Heck, I’m a fully-formed, sapient, walking, talking human being by any reasonable standard, but were I somehow transplanted into the unwilling body of another human being, I can’t say I have any reasonable expectation of being allowed to stay there. Heck, I don’t have a reasonable expectation to stay in someone’s house for months at a time against their will. I’m happy to recognize the existence of “duty”, where one is obliged to provide food, clothing and housing for one’s children from birth to 18 years of age, but I’m not eager to extend the obligation beyond that.

I don’t fully understand your point. Is the fetus the “slave” in this analogy? Are we protecting its right to leave the womb even if the mother/slave-owner wants to keep it in? Is the unwillingly pregnant woman the slave?

That probably has something to do with how bad your answers are.

Someone who wants to force women to go through pregnancy and childbirth against their will is in no position to complain about a “lack of common courtesy”. And what you obviously really hate is the fact I’m willing to actually describe what you want done without prettying it up.

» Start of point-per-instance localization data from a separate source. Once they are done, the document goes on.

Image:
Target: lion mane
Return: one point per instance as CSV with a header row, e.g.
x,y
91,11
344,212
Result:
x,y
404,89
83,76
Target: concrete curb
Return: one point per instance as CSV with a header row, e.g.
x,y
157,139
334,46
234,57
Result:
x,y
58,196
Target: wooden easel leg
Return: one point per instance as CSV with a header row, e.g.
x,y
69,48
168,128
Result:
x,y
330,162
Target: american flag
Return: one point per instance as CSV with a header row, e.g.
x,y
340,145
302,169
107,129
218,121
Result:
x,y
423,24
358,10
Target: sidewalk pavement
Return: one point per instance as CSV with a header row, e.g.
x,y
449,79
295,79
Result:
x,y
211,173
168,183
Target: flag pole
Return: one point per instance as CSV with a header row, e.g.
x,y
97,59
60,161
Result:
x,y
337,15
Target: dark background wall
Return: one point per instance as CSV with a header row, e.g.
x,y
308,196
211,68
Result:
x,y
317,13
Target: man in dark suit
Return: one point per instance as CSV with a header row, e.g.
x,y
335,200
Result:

And I didn’t say you wanted to rape women, I was pointing out that you wanted to do something that was the equivalent of rape, and that if you can justify forbidding abortion you can justify rape. In both cases you are asserting the right to use a woman’s body against her will for your own purposes. If the rape comparison bothers you so much, you could also use the same logic to justify forced kidney donation instead.

As long as the victim is a woman of course; somehow the people whose bodies it is “necessary” to use always just happen to be women.